Carnival Corporation & plc reported net income for its fourth quarter ended November 30, 2007 of $358 million, or $0.44 diluted EPS, compared to net income of $416 million, or $0.51 diluted EPS, for the fourth quarter 2006. Revenues for the fourth quarter 2007 increased to $3.1 billion from $2.8 billion for the fourth quarter 2006.
The company reported record net income for the full year ended November 30, 2007 of $2.4 billion, or $2.95 diluted EPS, compared to net income of $2.3 billion, or $2.77 diluted EPS, for the prior year. Revenues for the full year 2007 increased to $13.0 billion from $11.8 billion for the prior year.
Carnival Corporation & plc Chairman and CEO Micky Arison said that fourth quarter results came in at the high end of the company’s guidance as stronger pricing on close-in bookings was partially offset by higher than expected fuel costs.

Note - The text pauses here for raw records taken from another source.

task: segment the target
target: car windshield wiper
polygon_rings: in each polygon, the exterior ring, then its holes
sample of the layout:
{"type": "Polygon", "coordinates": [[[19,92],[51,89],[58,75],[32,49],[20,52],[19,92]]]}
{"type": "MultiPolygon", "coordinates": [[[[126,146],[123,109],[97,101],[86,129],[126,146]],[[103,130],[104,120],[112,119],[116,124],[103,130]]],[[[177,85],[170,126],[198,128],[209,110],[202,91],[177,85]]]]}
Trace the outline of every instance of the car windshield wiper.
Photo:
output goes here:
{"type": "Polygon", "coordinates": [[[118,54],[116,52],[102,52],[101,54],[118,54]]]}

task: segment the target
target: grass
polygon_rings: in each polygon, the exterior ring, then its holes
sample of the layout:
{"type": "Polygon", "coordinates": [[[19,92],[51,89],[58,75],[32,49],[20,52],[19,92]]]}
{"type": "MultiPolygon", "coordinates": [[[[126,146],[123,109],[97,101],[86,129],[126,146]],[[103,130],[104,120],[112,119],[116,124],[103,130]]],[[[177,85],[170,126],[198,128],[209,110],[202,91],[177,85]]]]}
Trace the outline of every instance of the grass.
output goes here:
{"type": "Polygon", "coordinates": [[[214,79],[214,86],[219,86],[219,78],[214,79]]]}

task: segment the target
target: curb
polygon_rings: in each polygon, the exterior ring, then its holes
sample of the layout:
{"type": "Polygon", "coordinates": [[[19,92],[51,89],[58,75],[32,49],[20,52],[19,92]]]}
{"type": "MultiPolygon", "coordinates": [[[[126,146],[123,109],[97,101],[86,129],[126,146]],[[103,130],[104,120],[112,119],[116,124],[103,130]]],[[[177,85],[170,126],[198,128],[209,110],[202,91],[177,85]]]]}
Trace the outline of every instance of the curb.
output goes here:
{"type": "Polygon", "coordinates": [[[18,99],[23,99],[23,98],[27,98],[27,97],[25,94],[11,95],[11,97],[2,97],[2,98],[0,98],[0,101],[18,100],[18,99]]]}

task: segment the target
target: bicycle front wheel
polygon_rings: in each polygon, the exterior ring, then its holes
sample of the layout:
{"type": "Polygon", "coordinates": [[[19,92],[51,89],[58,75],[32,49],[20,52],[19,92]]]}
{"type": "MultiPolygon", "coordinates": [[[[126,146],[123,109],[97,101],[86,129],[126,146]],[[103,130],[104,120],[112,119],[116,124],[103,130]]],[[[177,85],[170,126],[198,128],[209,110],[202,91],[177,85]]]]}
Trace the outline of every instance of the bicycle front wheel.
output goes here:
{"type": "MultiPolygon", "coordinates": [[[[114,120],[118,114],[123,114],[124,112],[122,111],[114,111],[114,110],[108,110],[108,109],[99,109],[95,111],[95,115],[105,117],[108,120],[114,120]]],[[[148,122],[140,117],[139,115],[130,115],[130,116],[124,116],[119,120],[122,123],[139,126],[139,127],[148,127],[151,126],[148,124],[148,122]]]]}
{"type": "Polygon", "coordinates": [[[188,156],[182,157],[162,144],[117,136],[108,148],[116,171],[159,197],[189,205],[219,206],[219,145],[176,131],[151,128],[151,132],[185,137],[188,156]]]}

“Our brands enjoyed strong yield growth in our fourth quarter as the continued recovery of Caribbean business led to higher yields for our North American brands while our European brands were bolstered by the stronger Euro and Sterling. However, continually rising fuel costs and the expected higher dry-dock costs held back our fourth quarter performance,” Arison said.
Commenting on the full year results Arison noted, “Our European brands enjoyed another record year absorbing substantial new capacity and driving significant improvement in unit operating profit. Although operating performance for our North American brands was hampered by pricing pressure in the Caribbean early in the year, demand for Caribbean cruises strengthened considerably as the year progressed and we expect this trend to continue into 2008. Despite the continuing increases in fuel costs throughout the year, we still managed a six percent improvement in earnings over 2006.”